The introduction of Bus Rapid Transit (BRT), typically involving the use of exclusive bus lanes and related bus priority measures, is increasingly advocated as a flexible and cost-effective way of improving the attractiveness of public transit in congested urban areas by reducing travel times and variability. These schemes typically involve the reallocation of road space for exclusive use by buses, presenting commuters with potentially competing incentives: buses on BRT routes can run faster and more efficiently than buses running in general traffic, potentially attracting commuters to public transit and reducing congestion through modal shift from cars. However, a secondary impact may also exist; remaining car users may be presented with less congested road space, improving their journey times and simultaneously acting as an incentive for some bus-users to revert to the car. To investigate the potential for these primary and secondary impacts, we develop a prototype agent-based model to investigate the nature of these interactions and how they play out into system-wide patterns of modal share and travel times. The model allows us to test the effects of multiple assumptions about the behaviors of individual agents as they respond to different incentives introduced by BRT policy changes, such as the implementation of exclusive bus lanes, increased bus frequency, pre-boarding ticket machines and express stops, separately and together. We find that, under our assumptions, these policies can result in significant improvements in terms of individual journey times, modal shift, and length of rush hour. We see that the addition of an exclusive bus lane results in significant improvements for both car users and bus riders.
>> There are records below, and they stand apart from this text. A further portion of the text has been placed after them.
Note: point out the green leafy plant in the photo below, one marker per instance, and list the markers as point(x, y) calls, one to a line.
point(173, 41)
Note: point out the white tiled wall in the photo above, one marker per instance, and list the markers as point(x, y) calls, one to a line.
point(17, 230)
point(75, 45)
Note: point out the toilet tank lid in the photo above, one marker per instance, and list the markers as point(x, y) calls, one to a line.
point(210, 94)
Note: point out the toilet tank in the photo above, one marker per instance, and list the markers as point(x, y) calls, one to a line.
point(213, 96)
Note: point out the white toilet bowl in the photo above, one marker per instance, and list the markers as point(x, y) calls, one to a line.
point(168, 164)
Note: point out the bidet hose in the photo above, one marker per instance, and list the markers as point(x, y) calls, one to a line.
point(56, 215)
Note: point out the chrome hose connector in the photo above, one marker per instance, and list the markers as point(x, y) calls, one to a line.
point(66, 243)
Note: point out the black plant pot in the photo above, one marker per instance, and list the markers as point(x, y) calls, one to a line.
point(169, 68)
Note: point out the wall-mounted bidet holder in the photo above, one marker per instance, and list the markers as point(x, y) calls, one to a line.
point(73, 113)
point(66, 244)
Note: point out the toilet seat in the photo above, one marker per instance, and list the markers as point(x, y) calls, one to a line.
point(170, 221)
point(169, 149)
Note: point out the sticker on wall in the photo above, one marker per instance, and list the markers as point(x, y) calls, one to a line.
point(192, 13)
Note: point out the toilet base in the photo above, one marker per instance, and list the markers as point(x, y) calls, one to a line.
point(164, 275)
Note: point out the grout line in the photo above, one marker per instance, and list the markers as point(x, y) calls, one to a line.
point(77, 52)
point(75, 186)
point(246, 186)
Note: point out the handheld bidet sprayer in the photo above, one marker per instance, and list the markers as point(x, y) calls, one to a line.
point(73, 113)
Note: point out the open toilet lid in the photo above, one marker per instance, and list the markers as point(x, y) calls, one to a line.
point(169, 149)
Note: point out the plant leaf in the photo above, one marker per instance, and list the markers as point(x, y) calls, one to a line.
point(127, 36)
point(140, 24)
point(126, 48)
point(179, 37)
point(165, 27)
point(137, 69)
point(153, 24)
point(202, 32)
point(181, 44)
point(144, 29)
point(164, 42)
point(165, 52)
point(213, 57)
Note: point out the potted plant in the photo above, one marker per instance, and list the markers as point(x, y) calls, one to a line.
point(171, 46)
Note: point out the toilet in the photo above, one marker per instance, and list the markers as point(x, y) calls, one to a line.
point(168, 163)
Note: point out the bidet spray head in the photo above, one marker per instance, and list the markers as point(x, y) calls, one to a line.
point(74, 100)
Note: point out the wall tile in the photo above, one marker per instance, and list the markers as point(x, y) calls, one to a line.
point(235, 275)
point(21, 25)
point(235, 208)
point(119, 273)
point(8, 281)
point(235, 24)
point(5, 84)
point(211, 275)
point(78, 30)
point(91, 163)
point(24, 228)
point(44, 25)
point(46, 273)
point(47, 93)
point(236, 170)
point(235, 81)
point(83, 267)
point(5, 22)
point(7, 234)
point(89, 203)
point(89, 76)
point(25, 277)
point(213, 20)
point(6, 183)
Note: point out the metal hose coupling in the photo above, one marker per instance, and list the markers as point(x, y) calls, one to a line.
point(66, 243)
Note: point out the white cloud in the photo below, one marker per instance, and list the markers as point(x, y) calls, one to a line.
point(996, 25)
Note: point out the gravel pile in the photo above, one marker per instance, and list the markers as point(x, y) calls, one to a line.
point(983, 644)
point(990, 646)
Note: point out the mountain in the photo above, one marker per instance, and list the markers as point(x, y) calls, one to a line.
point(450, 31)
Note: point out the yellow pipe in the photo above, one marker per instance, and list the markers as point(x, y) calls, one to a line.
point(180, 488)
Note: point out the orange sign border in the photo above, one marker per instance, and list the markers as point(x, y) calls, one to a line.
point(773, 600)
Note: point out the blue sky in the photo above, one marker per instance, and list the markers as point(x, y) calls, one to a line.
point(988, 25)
Informed with appropriate empirical data relating to the behavior of individual agents, the geography and the specific policy interventions, the model has the potential to aid policymakers in examining the effectiveness of different BRT schemes, applied to broader environments.

Suggested Citation

  • McDonnell, Simon & Zellner, Moira, 2011. "Exploring the effectiveness of bus rapid transit a prototype agent-based model of commuting behavior," Transport Policy, Elsevier, vol. 18(6), pages 825-835, November.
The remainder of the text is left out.